Yaron Herman a donc débuté le piano relativement tard avec Opher Brayer, son seul et unique professeur. "Avec lui, j'ai eu comme une révélation. J'ai découvert la force, la méthode, la profondeur et la magie de la musique et, en particulier, le jazz et l'improvisation".
"La méthode d'enseignement d'Opher Brayer est très originale et basée dans son aspect technique sur l'utilisation des mathématiques, inspirée des modèle de Shilllinger qui étaient ajustée pour être appliquée sur la musique improvisée"

Le travail du théoricien russe Joseph Schillinger (1895-1943) s'inscrit dans la lignée de Schoenberg, poussant la mathématisation de la musique dans ses retranchements, avec son ouvrage "The Mathematical Basis of the Arts" qui a été publié en 1942. Son œuvre édicte un système complet de théorèmes, arithmétiques et géométriques, appliqués à la musique.
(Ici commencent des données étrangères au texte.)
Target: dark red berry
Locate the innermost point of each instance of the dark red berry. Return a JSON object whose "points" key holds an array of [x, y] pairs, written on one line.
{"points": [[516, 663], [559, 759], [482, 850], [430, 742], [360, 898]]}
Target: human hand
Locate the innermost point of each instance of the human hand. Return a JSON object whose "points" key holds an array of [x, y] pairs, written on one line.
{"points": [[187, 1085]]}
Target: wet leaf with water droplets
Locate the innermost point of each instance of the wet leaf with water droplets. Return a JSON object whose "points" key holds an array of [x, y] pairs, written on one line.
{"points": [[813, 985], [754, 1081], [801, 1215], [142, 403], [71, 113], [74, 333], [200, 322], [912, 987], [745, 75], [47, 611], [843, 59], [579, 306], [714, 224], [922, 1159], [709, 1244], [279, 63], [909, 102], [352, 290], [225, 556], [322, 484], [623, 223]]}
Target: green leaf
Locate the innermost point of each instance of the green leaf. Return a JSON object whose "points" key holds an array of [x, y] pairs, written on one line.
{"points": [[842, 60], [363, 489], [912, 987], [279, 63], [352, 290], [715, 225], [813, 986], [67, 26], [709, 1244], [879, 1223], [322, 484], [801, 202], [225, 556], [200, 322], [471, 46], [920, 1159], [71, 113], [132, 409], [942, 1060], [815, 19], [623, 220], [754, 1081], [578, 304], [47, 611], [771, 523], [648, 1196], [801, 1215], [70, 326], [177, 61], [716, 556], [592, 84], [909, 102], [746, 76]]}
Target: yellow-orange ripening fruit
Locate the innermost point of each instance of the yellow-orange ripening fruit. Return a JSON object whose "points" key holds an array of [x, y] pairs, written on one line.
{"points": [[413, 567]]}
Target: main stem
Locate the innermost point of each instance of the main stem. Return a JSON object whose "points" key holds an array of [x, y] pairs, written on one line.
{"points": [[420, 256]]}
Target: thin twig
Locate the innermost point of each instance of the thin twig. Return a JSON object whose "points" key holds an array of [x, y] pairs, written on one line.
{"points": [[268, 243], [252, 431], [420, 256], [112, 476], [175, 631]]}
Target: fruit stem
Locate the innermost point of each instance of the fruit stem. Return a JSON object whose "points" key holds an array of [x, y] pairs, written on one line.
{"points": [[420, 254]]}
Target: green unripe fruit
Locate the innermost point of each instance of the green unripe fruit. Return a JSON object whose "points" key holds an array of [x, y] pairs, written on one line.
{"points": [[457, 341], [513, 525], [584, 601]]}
Heureusement, Yaron Herman, féru de Coltrane et Pollock, précise que son dispositif, s'il s'inspire des méthodes scientifiques de Schillinger, les détourne largement au profit de l'improvisation et de la création.
Un des morceaux du concert était d'ailleurs complètement improvisé.
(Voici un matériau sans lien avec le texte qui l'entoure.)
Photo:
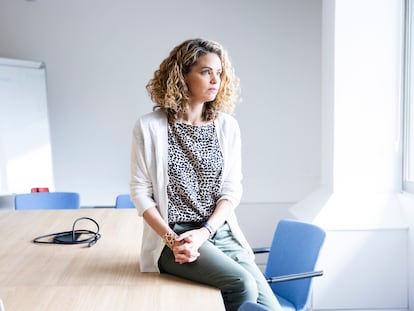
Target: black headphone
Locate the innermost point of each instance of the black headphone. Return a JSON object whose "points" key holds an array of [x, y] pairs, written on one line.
{"points": [[73, 236]]}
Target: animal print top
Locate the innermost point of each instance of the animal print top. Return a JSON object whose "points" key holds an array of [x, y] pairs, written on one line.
{"points": [[195, 170]]}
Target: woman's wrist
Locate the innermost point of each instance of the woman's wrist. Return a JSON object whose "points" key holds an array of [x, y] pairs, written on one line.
{"points": [[169, 239], [209, 228]]}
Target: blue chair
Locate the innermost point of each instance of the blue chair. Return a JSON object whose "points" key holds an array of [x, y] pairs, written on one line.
{"points": [[291, 262], [47, 200], [124, 201], [252, 306]]}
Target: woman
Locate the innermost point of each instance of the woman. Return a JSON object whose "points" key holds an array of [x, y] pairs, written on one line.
{"points": [[186, 176]]}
"Quand j'ai commencé le piano avec Opher Brayer, je n'ai pas attaqué par les gammes, les modes ou le solfège, mais plutôt par les chiffres. Apprendre la musique par ce système très complet et organisé est une bonne façon d'explorer : on apprend à voir et à prévoir toutes les possibilités musicales, qui sont bien sûr infinies en vue de l’utilisation de tout le clavier et de sa dynamique (...). Notre travail était aussi d'ordre philosophique et psychologique. Souvent, on perd notre innocence avec l'âge et un système de blocages et peurs s'installent en nous et ces blocages sont la plupart du temps ce qui nous empêche de créer, de parler avec notre propre voix. Et dans le jazz, l'improvisation nous donne cette chance de "parler avec notre propre voix". Et pour cela, il faut se libérer de toutes peurs et blocages. Ce travail a fait le lien entre ma vie et la musique.".
Ainsi, en plus d'être un pianiste indiscutablement brillant, en évolution stylistique permanente, Yaron Herman a toujours entretenu une pensée et un discours musical intrigants, avec pour credo "la real time composition" : "improviser à partir de rien, sans forme, sans harmonie, ni mélodie. C'est un exercice qu'on ne fait jamais ! Pouvoir entendre et anticiper la mesure 17 alros qu'on n'est encore qu'à la première, voici tout l'intérêt de la composition en temps réel."
[Pour en savoir plus, on peut consulter la thèse de doctorat d'Alan Brown (2013) : "The application of the teaching methods of Opher Brayer in the compositions of jazz pianist Yaron Herman" ]

C'est ainsi qu'à 17 ans, il gagne le prestigieux prix de la Rimon School of jazz dans la catégorie "Jeune talent", cas unique dans l'histoire de la musique et du piano : Yaron Herman est un surdoué.


Concert magistral !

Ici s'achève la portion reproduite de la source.